The Haiku Murder by Fran Pickering (2014, no publisher listed). 300 pages, 5×7¾ inches, perfectbound. ISBN 978-1-5009-6192-3. $12.99 from the author or Amazon.


If you love haiku (and who doesn’t?) and you love mystery stories, Fran Pickering’s The Haiku Murder is for you. It’s one of her four “Josie Clark in Japan” mystery series books, along with The Tokyo Karaoke Murder, The Cherry Blossom Murder, and The Bullet Train Murder. Josie joins her company on a team-building excursion from Tokyo to Matsuyama, coordinated by Haiku Country Tours, to participate in a haiku-writing outing and to visit haiku sites in Matsuyama, birthplace of Shiki, Kyoshi, and other famous poets. Then an enigmatic company leader falls from the top of Matsuyama Castle—or was he pushed? Josie seeks to find out what really happened, and to locate his missing messenger bag. What was so important in that bag?

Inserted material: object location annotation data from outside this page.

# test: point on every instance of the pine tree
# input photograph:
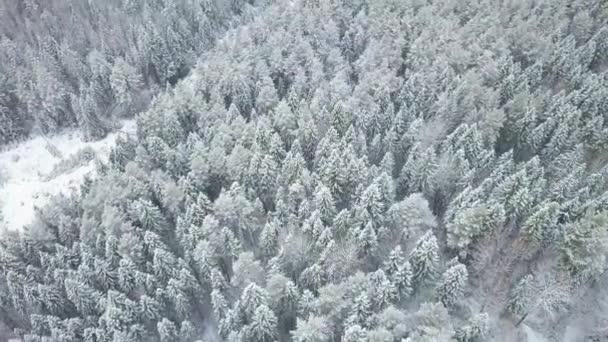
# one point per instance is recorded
(167, 331)
(263, 325)
(585, 245)
(314, 329)
(477, 329)
(424, 259)
(453, 282)
(360, 311)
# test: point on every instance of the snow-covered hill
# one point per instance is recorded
(24, 170)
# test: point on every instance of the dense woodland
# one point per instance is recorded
(83, 63)
(330, 170)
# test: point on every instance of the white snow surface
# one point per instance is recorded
(24, 166)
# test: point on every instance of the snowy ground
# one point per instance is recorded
(23, 168)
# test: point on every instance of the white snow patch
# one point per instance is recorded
(533, 335)
(24, 167)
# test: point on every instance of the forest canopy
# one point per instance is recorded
(331, 171)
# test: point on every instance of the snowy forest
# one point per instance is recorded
(313, 170)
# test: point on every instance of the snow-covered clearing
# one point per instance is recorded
(24, 168)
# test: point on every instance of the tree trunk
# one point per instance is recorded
(521, 320)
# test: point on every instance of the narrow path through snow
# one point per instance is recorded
(23, 169)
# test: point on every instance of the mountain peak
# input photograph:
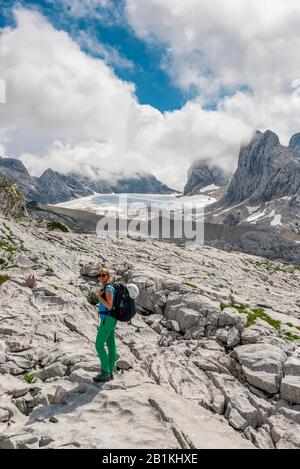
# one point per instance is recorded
(295, 141)
(13, 164)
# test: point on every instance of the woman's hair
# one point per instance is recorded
(110, 279)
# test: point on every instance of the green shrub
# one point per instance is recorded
(29, 378)
(260, 313)
(290, 336)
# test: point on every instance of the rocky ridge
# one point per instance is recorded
(210, 361)
(53, 187)
(202, 174)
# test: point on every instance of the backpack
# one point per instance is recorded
(124, 307)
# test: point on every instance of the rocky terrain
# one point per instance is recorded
(211, 360)
(53, 187)
(264, 197)
(201, 174)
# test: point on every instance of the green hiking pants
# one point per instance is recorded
(106, 335)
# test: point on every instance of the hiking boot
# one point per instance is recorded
(102, 378)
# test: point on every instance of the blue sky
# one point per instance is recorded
(205, 75)
(153, 85)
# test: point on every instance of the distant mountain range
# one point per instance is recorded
(201, 174)
(53, 187)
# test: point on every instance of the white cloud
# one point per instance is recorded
(71, 112)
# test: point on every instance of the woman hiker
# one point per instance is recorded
(106, 330)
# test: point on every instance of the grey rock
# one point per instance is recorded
(261, 176)
(173, 325)
(262, 365)
(233, 338)
(53, 419)
(222, 335)
(230, 317)
(4, 415)
(290, 388)
(202, 174)
(60, 396)
(235, 419)
(12, 202)
(261, 437)
(53, 187)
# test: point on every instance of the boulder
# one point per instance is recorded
(262, 365)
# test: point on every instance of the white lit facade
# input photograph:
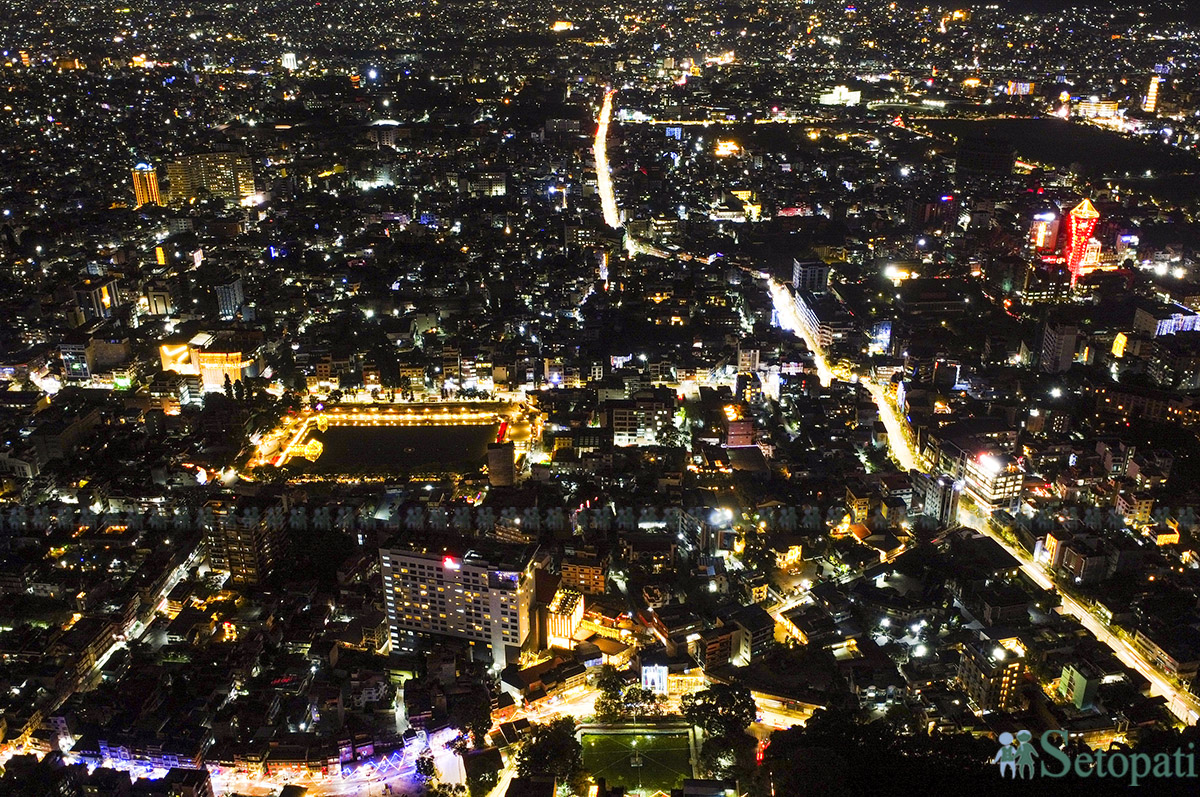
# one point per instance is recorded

Haiku make their most prominent appearance in the opening chapters, and they serve as a key plot device, but beyond that this novel may appeal more for its engaging depiction of modern Japan, and many contemporary and traditional cultural practices, such as rituals for the murdered man’s funeral. If you know Tokyo and Matsuyama, you’ll recognize many famous locations, and yet also ordinary locations too, and you’ll feel like you’re there. Some characters are a little hard to keep straight, but mostly this is a fun-to-read whodunit, with cultural observations intertwined—and haiku.